Le 17 mai dernier, le pape Jean-Paul II recevait les Lettres de créance du nouvel ambassadeur du Soudan auprès du Saint-Siège, M. Abdelbasit Badawî Ali El Sanossi. Le Pape déplore les discriminations des minorités en rappelant que le respect mutuel passe par « le respect du droit à l’existence et à l’identité des minorités présentes à l’intérieur du pays ». Cela constitue un signe clair d’une société qui sait intégrer les richesses culturelles qui la composent et favoriser la participation de tous à la vie politique, économique et sociale du pays. Dans le même temps, il importe que les personnes rejettent toute discrimination basée sur des critères ethniques, culturels ou religieux. L’unité nationale se construit dans l’accueil de la diversité, cherchant à la faire concourir au bien commun et au développement intégral de tous les habitants ».

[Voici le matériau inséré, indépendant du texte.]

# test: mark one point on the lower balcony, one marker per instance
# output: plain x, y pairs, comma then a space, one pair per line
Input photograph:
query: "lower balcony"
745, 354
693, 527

En achevant son allocution, Jean Paul II tient à évoquer devant son interlocuteur musulman la vitalité de la communauté catholique du Soudan : « Qu’elle poursuive dans la charité sa mission éminente de servir le Christ en servant ses frères, soutenue par la prière de sainte Joséphine Bakhita ! L’Église catholique sera, pour sa part, toujours disponible pour mettre ses compétences et ses institutions au service de la promotion humaine de tous les Soudanais, dans des domaines tels que l’éducation, la santé, l’assistance sociale. Elle accomplit cette mission dans la fidélité à son Seigneur et avec la volonté consciente d’offrir, en particulier dans un dialogue loyal avec ses frères musulmans, des chemins nouveaux pour que viennent la justice et la paix, auxquelles les peuples aspirent si ardemment ». Cette Église compte pour cela sur notre prière et notre soutien.

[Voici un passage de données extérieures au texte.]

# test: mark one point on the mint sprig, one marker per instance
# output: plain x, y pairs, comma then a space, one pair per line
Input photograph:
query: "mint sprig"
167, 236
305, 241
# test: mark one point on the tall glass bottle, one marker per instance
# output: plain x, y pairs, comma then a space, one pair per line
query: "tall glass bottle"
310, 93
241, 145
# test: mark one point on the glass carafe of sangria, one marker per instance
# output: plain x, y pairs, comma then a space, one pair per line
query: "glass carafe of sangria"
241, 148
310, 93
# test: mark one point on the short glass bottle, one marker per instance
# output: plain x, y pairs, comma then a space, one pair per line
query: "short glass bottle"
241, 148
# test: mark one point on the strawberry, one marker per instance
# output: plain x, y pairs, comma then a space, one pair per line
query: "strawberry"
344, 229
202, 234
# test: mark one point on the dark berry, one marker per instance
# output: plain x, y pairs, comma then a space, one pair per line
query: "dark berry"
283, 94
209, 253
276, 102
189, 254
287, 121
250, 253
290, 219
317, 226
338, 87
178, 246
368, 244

* Directeur de l’AED pour la France. Auteur d’une dizaine d’ouvrages sur les Églises persécutées, il est le rédacteur en chef de la revue « L’Église dans le monde ». Il collabore aux travaux de la Commission des « Nouveaux martyrs à Rome » et a publié « Un siècle de témoins, les martyrs du XXe siècle ».

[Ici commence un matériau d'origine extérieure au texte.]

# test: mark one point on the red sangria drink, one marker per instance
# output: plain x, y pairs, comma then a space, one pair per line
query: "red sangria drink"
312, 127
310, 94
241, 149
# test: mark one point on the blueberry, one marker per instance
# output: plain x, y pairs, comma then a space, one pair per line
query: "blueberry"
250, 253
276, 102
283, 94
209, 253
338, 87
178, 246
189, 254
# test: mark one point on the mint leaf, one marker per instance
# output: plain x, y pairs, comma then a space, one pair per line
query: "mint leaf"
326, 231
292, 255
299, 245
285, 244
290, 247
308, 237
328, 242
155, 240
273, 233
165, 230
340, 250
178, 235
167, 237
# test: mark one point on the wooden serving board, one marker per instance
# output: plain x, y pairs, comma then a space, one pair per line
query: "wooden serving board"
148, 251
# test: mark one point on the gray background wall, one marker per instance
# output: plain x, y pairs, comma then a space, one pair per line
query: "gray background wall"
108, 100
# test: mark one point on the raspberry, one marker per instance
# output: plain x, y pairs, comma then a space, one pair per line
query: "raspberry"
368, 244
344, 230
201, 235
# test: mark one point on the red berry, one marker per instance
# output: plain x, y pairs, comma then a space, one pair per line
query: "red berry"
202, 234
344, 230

- Il faut saluer le travail remarquable de Vigilance Soudan, sans qui cette situation resterait sans doute aussi méconnue qu’il y a dix ou vingt ans. Vigilance Soudan, www.vigilsd.org et BP 184 – 75665 Paris Cedex 14.
- Cf. Soudan, Dossiers de l’AED, 2001.
- Il existe aussi une Église épiscopalienne (anglicane) et des Églises protestantes qui montrent la même vitalité.